Tabcorp extends near-$1 billion loan facility
Tabcorp announced it has extended its $980 million syndicated term loan facility securing more favourable pricing and lengthening its debt repayment timeline.
The refinancing covers two parts of the facility. The larger Tranche B, valued at $550 million, will now mature on 14 June 2029 instead of July 2027. Meanwhile, Tranche A, worth $430 million, has been pushed out further, with its maturity extended from June 2029 to October 2031.
This effectively means Tabcorp has given itself more time to repay its borrowings, while also lowering the cost of that debt. Such moves are usually aimed at improving financial stability and offering companies greater flexibility to invest in future growth.
The extension also brings broader benefits when combined with Tabcorp’s existing funding sources, including its US Private Placement and Australian Medium Term Note programs. Together, these changes increase the company’s average debt maturity from 3.2 years to 4.4 years, spreading repayments over a longer period.
Chief Financial Officer Mark Howell said the move strengthens the company’s financial position and supports ongoing strategic plans.
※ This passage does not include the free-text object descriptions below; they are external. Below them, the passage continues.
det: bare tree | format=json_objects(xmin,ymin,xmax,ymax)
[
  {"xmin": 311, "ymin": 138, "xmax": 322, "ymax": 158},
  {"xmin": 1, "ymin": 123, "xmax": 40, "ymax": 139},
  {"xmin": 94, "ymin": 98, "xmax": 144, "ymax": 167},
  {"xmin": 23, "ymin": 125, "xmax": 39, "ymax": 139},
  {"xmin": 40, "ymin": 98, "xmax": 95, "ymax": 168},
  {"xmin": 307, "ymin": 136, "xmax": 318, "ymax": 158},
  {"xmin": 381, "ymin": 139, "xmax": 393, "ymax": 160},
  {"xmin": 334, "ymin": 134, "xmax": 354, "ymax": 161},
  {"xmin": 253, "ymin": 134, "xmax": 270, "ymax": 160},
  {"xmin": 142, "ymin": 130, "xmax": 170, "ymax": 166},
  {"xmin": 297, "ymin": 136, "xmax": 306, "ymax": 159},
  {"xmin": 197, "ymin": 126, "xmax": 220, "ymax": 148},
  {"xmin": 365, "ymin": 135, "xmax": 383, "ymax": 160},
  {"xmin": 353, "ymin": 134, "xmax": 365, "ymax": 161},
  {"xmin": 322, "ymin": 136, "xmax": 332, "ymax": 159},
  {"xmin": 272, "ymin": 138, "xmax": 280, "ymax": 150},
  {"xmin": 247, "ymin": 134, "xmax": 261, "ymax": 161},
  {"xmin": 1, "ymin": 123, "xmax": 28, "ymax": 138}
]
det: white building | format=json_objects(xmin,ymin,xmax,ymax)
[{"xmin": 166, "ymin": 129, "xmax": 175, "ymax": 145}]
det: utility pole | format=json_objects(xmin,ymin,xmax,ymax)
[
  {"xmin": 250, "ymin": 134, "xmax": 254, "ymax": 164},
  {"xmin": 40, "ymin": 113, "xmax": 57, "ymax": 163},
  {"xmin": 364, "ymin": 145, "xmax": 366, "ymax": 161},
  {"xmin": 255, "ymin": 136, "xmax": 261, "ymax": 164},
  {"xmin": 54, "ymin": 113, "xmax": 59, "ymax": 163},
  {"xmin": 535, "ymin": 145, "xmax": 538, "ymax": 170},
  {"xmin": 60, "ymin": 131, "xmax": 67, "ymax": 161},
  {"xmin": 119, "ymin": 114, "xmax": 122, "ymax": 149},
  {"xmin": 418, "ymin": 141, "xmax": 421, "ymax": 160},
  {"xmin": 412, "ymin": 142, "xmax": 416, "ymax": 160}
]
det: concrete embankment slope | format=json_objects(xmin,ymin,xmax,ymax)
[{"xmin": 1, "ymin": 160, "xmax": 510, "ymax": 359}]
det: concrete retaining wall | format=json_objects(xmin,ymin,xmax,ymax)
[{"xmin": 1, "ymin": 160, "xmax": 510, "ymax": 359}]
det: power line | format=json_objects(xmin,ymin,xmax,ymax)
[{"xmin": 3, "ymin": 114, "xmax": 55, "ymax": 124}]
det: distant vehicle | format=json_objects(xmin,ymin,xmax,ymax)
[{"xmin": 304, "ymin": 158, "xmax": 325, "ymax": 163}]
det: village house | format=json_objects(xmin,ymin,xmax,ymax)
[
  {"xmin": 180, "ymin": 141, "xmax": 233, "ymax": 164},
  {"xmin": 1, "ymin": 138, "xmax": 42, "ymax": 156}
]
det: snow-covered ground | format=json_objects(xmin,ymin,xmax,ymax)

He noted the refinancing provides additional flexibility as Tabcorp continues to focus on its operational priorities.
Tabcorp has undergone a major transformation since Gillon McLachlan took over as CEO in August 2024, with greater focus on retail and tote products.
McLachlan had previously outlined July 1 as his deadline for the establishment of a national tote, although there has been no announcement made with only two weeks until that deadline passes.
Tabcorp is also dealing with an AUSTRAC investigation into its anti-money laundering compliance.